General information
- Type: Kit aircraft
- National origin: United States
- Manufacturer: Pop's Props Simplex Aeroplanes
- Designer: Scott Land
- Status: In production
- Number built: 5 (1998)

History
- First flight: 1996
- Developed from: Pop's Props Cloudster

= Pop's Props Zing =

American homebuilt light aircraft

The Pop's Props Zing is a single seat, open-cockpit, parasol wing, single-engine monoplane, first flown in 1996. The aircraft was designed by Scott Land and produced by Pop's Props of Cooksville, Illinois in the form of plans and an aircraft kit. The company is no longer in business and the aircraft kit is now available from Simplex Aeroplanes of Old Saybrook, Connecticut.

The aircraft was designed for the FAR 103 Ultralight Vehicles category, including the category's 254 lb empty weight limit. The standard empty weight of the Zing is 249 lb.

==Design and development==
The Zing was designed as a higher performance version of the Cloudster, with a smaller wing with a span 4.5 ft less than the Cloudster, yielding higher cruise speeds at the price of a higher stall speed.

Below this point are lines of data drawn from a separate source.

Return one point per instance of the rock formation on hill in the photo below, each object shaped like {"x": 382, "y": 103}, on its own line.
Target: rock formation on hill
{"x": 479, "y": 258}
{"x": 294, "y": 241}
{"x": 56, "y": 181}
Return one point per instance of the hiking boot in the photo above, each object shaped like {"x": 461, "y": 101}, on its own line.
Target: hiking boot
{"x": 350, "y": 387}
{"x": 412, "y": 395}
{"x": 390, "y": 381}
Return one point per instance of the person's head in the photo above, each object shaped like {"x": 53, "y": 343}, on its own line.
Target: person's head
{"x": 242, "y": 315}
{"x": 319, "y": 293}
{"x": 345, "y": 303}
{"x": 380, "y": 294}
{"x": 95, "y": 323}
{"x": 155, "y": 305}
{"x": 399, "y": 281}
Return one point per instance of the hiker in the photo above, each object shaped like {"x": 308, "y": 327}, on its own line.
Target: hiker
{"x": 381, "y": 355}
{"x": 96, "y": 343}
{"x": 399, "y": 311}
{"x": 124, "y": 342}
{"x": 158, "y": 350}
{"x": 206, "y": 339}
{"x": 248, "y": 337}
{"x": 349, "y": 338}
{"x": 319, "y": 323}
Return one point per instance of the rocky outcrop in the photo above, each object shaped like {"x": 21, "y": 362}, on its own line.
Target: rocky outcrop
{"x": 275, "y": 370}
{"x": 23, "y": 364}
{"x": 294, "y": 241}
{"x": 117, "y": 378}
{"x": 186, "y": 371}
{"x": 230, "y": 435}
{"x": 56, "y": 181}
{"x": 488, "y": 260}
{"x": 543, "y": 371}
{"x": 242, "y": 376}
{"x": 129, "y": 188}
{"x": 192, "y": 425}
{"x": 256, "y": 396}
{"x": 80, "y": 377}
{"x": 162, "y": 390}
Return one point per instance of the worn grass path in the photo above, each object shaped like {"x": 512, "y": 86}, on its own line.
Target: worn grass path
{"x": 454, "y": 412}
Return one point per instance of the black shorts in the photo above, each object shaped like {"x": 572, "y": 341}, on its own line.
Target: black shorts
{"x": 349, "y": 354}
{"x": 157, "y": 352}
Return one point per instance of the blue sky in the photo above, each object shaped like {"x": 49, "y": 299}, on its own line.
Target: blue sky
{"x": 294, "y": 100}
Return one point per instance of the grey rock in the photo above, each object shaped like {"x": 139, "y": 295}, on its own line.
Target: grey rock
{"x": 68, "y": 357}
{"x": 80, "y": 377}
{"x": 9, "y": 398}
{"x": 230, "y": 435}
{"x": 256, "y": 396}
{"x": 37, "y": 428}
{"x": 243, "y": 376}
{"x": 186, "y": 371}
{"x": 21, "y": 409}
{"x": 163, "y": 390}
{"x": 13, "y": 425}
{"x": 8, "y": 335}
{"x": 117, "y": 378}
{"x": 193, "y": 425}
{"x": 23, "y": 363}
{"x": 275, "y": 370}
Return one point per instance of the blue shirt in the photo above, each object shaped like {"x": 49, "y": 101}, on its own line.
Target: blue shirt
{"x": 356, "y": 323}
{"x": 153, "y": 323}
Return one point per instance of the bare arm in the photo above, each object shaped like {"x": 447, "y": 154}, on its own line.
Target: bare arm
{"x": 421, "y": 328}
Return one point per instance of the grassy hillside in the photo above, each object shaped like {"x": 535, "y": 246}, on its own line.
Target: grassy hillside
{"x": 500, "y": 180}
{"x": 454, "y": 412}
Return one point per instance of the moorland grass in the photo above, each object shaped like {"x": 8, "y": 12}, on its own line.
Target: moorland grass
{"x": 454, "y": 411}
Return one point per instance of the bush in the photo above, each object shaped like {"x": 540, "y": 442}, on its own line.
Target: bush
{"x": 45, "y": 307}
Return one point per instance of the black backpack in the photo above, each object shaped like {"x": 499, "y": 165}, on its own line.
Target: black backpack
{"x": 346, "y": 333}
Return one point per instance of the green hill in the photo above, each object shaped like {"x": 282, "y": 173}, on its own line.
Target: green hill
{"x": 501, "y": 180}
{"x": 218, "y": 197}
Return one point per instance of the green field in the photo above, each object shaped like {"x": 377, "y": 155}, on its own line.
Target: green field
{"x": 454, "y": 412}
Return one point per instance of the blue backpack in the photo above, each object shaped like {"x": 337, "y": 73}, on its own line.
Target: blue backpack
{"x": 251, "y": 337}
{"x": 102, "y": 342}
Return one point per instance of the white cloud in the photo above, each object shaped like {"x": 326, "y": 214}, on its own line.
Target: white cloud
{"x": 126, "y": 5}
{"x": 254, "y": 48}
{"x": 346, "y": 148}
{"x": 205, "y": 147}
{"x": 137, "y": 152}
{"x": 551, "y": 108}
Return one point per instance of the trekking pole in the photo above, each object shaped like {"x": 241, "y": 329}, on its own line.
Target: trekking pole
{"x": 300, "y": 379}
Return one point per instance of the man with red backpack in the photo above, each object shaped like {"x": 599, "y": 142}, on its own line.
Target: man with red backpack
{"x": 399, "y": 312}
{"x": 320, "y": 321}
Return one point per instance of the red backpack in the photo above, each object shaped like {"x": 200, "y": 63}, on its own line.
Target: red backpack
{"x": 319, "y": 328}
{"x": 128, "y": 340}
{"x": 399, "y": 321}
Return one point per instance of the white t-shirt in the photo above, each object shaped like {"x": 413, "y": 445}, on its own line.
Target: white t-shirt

The Zing is constructed of wood and covered in aircraft fabric. The landing gear is conventional with sprung aluminum main gear and a steerable tailwheel. The double surfaced wing is strut-braced with two parallel main struts and jury struts per side. The wing features 60% span ailerons and the whole wing can be removed for transport or storage. Available engines include the Kawasaki 340-LC liquid-cooled engine of 35 hp, the Half VW of 45 hp as well as several Rotax engines. The designer recommended power range is 28 to 40 hp.

Due to the laborious wood and fabric construction, builder completion time is estimated at 300-500 man-hours from plans or 200 man-hours from the kit. The kit is available as a single kit or as several sub-kits.